My PyTorch implementation for tensor decomposition methods on convolutional layers.
Notebook contributed to TensorLy.
Background
In this post I will cover a few low rank tensor decomposition methods for taking layers in existing deep learning models and making them more compact. I will also share PyTorch code that uses Tensorly for performing CP decomposition and Tucker decomposition of convolutional layers.
Although hopefully most of the post is self contained, a good review of tensor decompositions can be found here. The author of Tensorly also created some really nice notebooks about Tensors basics. That helped me getting started, and I recommend going through that.
Together with pruning, tensor decompositions are practical tools for speeding up existing deep neural networks, and I hope this post will make them a bit more accessible.
These methods take a layer and decompose it into several smaller layers. Although there will be more layers after the decomposition, the total number of floating point operations and weights will be smaller. Some reported results are on the order of x8 for entire networks (not aimed at large tasks like imagenet, though), or x4 for specific layers inside imagenet. My experience was that with these decompositions I was able to get a speedup of between x2 to x4, depending on the accuracy drop I was willing to take.
In this blog post I covered a technique called pruning for reducing the number of parameters in a model. Pruning requires making a forward pass (and sometimes a backward pass) on a dataset, and then ranks the neurons according to some criterion on the activations in the network.

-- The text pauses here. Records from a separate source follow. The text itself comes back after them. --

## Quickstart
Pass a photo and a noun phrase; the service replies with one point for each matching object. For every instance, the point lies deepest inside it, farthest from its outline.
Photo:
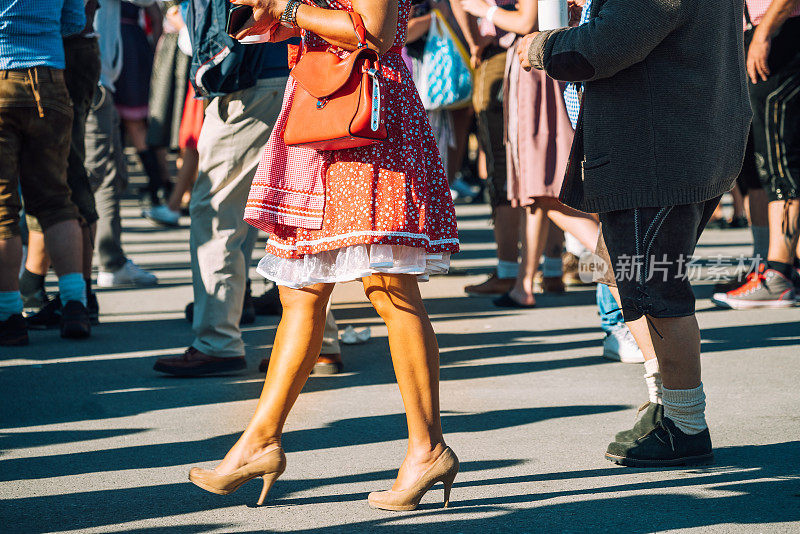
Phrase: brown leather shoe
(493, 286)
(328, 364)
(196, 363)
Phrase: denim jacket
(220, 65)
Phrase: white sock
(653, 380)
(686, 408)
(552, 267)
(507, 269)
(760, 241)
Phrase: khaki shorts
(34, 148)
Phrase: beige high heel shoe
(268, 466)
(443, 470)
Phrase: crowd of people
(610, 140)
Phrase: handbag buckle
(375, 117)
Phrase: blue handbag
(445, 79)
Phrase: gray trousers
(108, 175)
(235, 130)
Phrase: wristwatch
(289, 16)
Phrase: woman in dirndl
(381, 214)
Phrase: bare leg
(535, 229)
(506, 232)
(37, 262)
(678, 351)
(415, 356)
(298, 341)
(10, 260)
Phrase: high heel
(268, 466)
(443, 470)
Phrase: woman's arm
(418, 27)
(380, 20)
(522, 21)
(758, 53)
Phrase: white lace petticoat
(351, 263)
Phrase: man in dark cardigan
(664, 120)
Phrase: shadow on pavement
(342, 433)
(749, 485)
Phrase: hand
(264, 10)
(174, 18)
(575, 8)
(522, 50)
(477, 8)
(476, 50)
(282, 33)
(757, 56)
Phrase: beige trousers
(235, 130)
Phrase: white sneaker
(128, 274)
(162, 215)
(620, 346)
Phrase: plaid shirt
(31, 36)
(571, 98)
(758, 8)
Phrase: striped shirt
(758, 8)
(571, 99)
(31, 31)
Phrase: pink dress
(538, 133)
(387, 206)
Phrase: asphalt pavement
(93, 440)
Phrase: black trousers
(776, 116)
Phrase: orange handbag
(337, 102)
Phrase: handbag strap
(747, 16)
(359, 28)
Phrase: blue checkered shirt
(31, 32)
(571, 92)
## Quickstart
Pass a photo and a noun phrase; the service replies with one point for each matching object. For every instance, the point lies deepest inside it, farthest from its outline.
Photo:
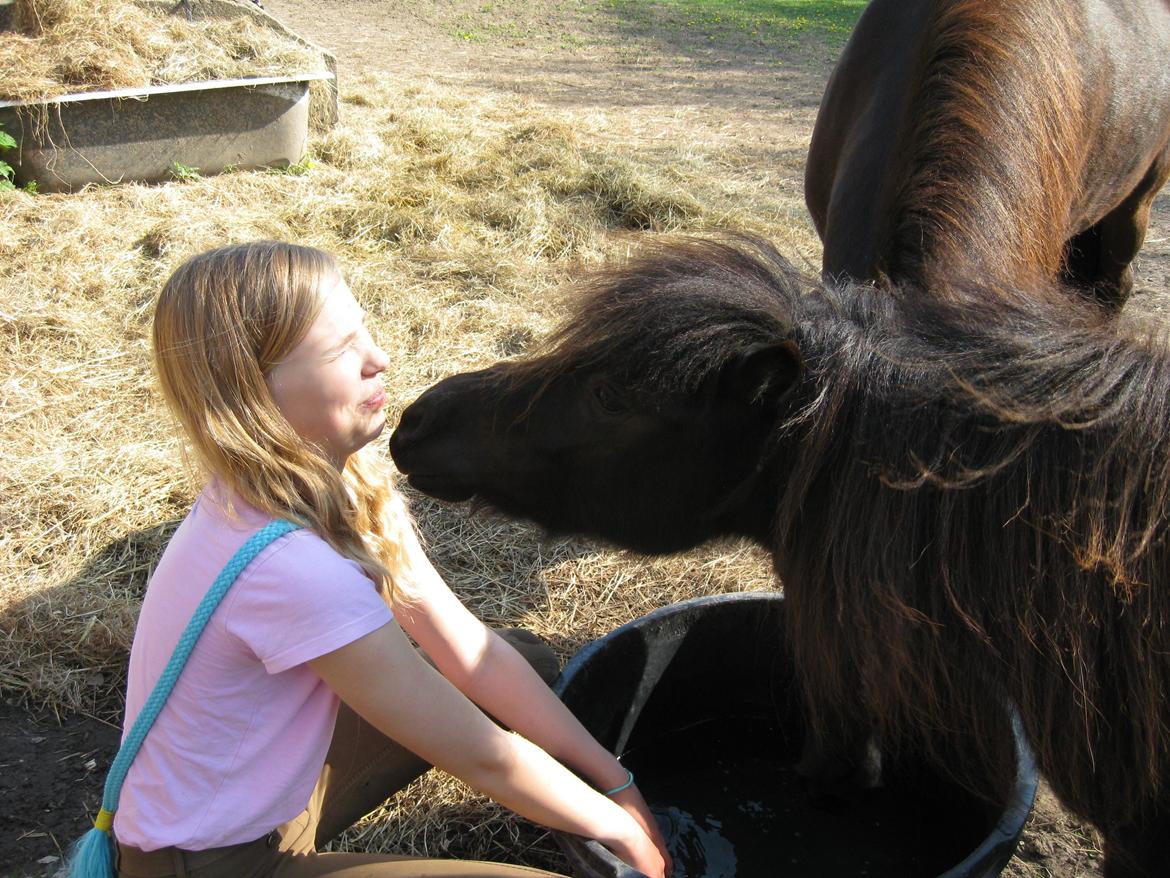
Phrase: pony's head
(647, 420)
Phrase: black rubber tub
(697, 698)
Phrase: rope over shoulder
(93, 855)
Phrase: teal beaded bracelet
(627, 784)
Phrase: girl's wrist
(620, 787)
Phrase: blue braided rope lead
(93, 855)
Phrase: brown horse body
(965, 495)
(1016, 137)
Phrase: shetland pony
(967, 498)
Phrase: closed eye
(607, 398)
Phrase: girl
(304, 704)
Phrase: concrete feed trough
(144, 134)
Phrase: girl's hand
(632, 801)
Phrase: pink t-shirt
(239, 746)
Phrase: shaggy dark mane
(672, 315)
(982, 493)
(1004, 210)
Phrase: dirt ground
(659, 82)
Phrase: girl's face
(329, 386)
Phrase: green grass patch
(768, 20)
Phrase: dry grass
(458, 217)
(68, 46)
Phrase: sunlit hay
(438, 816)
(458, 218)
(70, 46)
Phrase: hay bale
(73, 46)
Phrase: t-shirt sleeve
(300, 599)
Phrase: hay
(71, 46)
(458, 217)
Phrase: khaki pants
(362, 770)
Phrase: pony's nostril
(411, 424)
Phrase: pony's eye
(607, 398)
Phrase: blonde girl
(304, 702)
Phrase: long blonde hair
(225, 319)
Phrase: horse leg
(1141, 849)
(1098, 260)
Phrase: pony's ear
(762, 372)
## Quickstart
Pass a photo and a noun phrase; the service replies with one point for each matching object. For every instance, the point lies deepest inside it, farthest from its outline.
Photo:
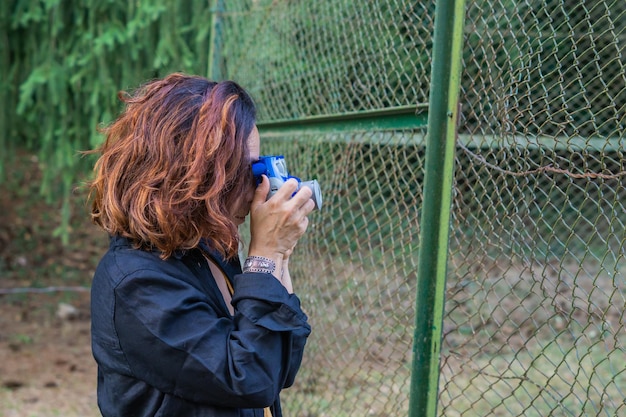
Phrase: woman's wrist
(259, 264)
(263, 262)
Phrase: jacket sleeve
(175, 339)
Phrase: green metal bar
(215, 69)
(394, 118)
(435, 221)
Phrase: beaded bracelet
(259, 264)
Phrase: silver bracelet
(259, 264)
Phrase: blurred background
(535, 289)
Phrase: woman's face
(242, 204)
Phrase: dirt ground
(46, 366)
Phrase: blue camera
(275, 168)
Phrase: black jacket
(166, 344)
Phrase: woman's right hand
(278, 223)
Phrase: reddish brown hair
(173, 163)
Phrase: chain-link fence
(534, 314)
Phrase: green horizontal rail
(394, 118)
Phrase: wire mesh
(534, 320)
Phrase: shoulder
(123, 262)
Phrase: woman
(178, 329)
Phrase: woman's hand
(278, 223)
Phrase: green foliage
(62, 63)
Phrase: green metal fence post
(215, 70)
(440, 147)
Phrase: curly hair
(173, 164)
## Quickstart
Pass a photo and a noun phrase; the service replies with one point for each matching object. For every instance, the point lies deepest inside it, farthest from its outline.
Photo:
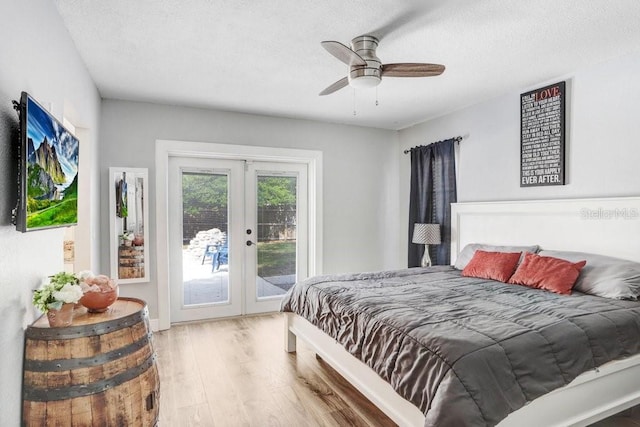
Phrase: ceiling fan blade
(412, 70)
(335, 86)
(343, 53)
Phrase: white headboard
(607, 226)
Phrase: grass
(276, 258)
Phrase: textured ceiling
(264, 57)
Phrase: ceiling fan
(365, 68)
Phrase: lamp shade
(426, 234)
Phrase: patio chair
(219, 254)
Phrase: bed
(578, 390)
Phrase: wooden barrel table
(100, 371)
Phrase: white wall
(602, 150)
(359, 178)
(37, 56)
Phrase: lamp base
(426, 259)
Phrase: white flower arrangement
(61, 288)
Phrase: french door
(237, 235)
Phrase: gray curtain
(433, 189)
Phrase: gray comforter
(466, 351)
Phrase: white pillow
(467, 252)
(604, 276)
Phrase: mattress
(466, 351)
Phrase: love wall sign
(542, 136)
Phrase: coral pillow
(492, 265)
(553, 274)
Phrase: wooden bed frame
(608, 226)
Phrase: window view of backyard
(205, 237)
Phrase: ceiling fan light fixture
(364, 77)
(364, 82)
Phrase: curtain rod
(457, 140)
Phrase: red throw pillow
(553, 274)
(492, 265)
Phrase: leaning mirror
(128, 219)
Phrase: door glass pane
(276, 239)
(205, 255)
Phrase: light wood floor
(235, 372)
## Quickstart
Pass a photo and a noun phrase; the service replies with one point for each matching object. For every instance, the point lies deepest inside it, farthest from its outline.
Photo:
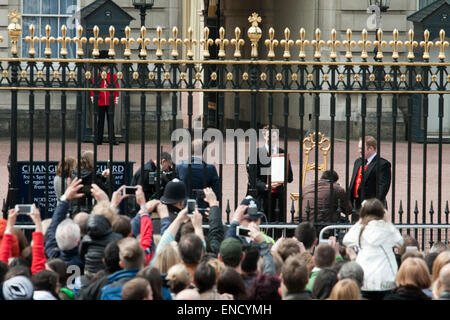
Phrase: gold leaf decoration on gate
(96, 41)
(79, 40)
(48, 40)
(271, 43)
(127, 41)
(111, 40)
(32, 40)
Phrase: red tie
(358, 180)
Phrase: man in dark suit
(275, 192)
(197, 174)
(365, 186)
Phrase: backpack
(113, 289)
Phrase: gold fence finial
(111, 40)
(221, 42)
(64, 41)
(79, 40)
(159, 41)
(302, 43)
(364, 43)
(127, 41)
(426, 45)
(143, 41)
(95, 40)
(32, 39)
(441, 44)
(48, 39)
(286, 43)
(14, 30)
(175, 41)
(237, 42)
(395, 44)
(206, 42)
(333, 43)
(380, 43)
(271, 43)
(349, 43)
(254, 33)
(317, 43)
(411, 44)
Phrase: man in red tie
(104, 101)
(364, 178)
(274, 192)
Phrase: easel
(309, 144)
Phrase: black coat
(406, 293)
(370, 180)
(99, 234)
(262, 169)
(86, 203)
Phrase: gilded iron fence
(294, 74)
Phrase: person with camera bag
(86, 174)
(150, 178)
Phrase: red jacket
(103, 97)
(146, 237)
(39, 259)
(38, 253)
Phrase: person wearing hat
(18, 288)
(276, 191)
(243, 217)
(231, 251)
(104, 101)
(174, 198)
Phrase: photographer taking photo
(149, 181)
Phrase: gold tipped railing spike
(286, 43)
(112, 41)
(96, 41)
(426, 45)
(395, 44)
(32, 39)
(237, 42)
(79, 40)
(206, 42)
(271, 43)
(48, 40)
(127, 41)
(364, 43)
(14, 30)
(64, 41)
(333, 43)
(189, 43)
(302, 43)
(174, 42)
(143, 41)
(159, 41)
(441, 44)
(317, 43)
(411, 44)
(348, 44)
(254, 33)
(380, 43)
(221, 42)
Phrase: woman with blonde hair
(62, 175)
(87, 174)
(412, 278)
(345, 289)
(441, 260)
(375, 236)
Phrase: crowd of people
(164, 249)
(103, 255)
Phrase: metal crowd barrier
(402, 227)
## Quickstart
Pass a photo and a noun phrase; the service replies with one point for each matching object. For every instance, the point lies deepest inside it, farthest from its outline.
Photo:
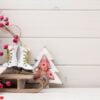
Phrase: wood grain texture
(50, 4)
(55, 24)
(64, 50)
(78, 76)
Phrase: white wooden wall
(69, 28)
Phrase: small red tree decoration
(4, 25)
(45, 65)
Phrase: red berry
(6, 23)
(1, 17)
(6, 19)
(1, 53)
(8, 83)
(16, 36)
(1, 85)
(1, 24)
(5, 46)
(15, 40)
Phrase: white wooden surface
(69, 28)
(56, 23)
(50, 4)
(57, 94)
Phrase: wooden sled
(21, 83)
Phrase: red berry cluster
(4, 21)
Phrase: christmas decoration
(23, 61)
(4, 25)
(45, 64)
(11, 56)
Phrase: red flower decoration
(5, 46)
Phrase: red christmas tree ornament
(8, 83)
(1, 25)
(50, 75)
(44, 64)
(15, 40)
(1, 17)
(16, 36)
(6, 19)
(6, 23)
(1, 53)
(1, 86)
(5, 46)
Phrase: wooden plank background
(70, 29)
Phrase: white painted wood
(78, 76)
(56, 23)
(50, 4)
(64, 50)
(57, 94)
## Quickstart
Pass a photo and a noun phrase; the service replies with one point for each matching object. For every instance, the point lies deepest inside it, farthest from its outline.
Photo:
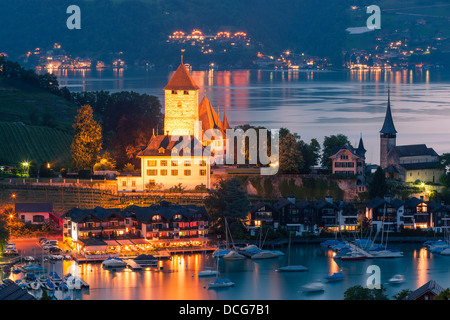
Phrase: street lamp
(26, 165)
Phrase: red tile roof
(208, 117)
(181, 80)
(162, 145)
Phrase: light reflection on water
(313, 104)
(255, 279)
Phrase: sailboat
(383, 251)
(208, 272)
(291, 268)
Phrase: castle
(167, 160)
(408, 163)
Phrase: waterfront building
(408, 163)
(303, 216)
(350, 162)
(415, 213)
(135, 227)
(37, 213)
(426, 292)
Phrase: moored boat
(293, 268)
(221, 283)
(335, 276)
(233, 255)
(114, 263)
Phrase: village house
(409, 163)
(183, 153)
(350, 162)
(303, 216)
(37, 213)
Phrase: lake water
(312, 104)
(256, 279)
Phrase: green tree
(106, 163)
(329, 143)
(378, 186)
(228, 200)
(360, 293)
(87, 140)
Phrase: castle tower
(181, 103)
(388, 135)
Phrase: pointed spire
(388, 125)
(361, 150)
(226, 125)
(181, 80)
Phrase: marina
(180, 277)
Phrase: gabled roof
(258, 205)
(431, 286)
(181, 80)
(143, 214)
(336, 150)
(226, 125)
(162, 145)
(388, 125)
(420, 166)
(413, 202)
(415, 150)
(33, 207)
(375, 202)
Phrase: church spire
(388, 125)
(361, 150)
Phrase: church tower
(388, 136)
(181, 103)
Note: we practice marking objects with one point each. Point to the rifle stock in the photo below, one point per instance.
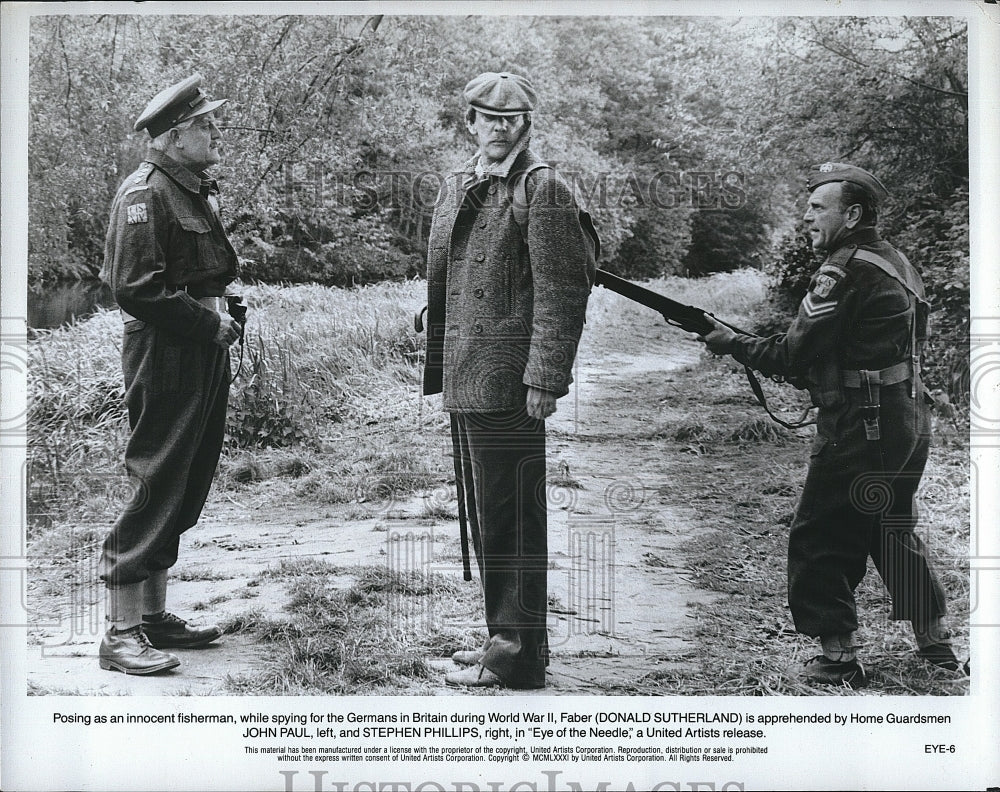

Quite different from that, tensor decomposition methods use only the weights of a layer, with the assumption that the layer is over parameterized and its weights can be represented by a matrix or tensor with a lower rank. This means they work best in cases of over parameterized networks. Networks like VGG are over parameterized by design. Another example of an over parameterized model is fine tuning a network for an easier task with fewer categories.
Similarly to pruning, after the decomposition usually the model needs to be fine tuned to restore accuracy.
One last thing worth noting before we dive into details, is that while these methods are practical and give nice results, they have a few drawbacks:
- They operate on the weights of a linear layer (like a convolution or a fully connected layer), and ignore any non linearity that comes after them.
- They are greedy and perform the decomposition layer wise, ignoring interactions between different layers.
There are works that try to address these issues, and its still an active research area.
Truncated SVD for decomposing fully connected layers
The first reference I could find of using this for accelerating deep neural networks, is in the Fast-RCNN paper. Ross Girshick used it to speed up the fully connected layers used for detection. Code for this can be found in the pyfaster-rcnn implementation.
SVD recap
The singular value decomposition lets us decompose any matrix A with n rows and m columns:
\[A_{nxm} = U_{nxn} S_{nxm} V^T_{mxm}\]S is a diagonal matrix with non negative values along its diagonal (the singular values), and is usually constructed such that the singular values are sorted in descending order. U and V are orthogonal matrices: \(U^TU=V^TV=I\)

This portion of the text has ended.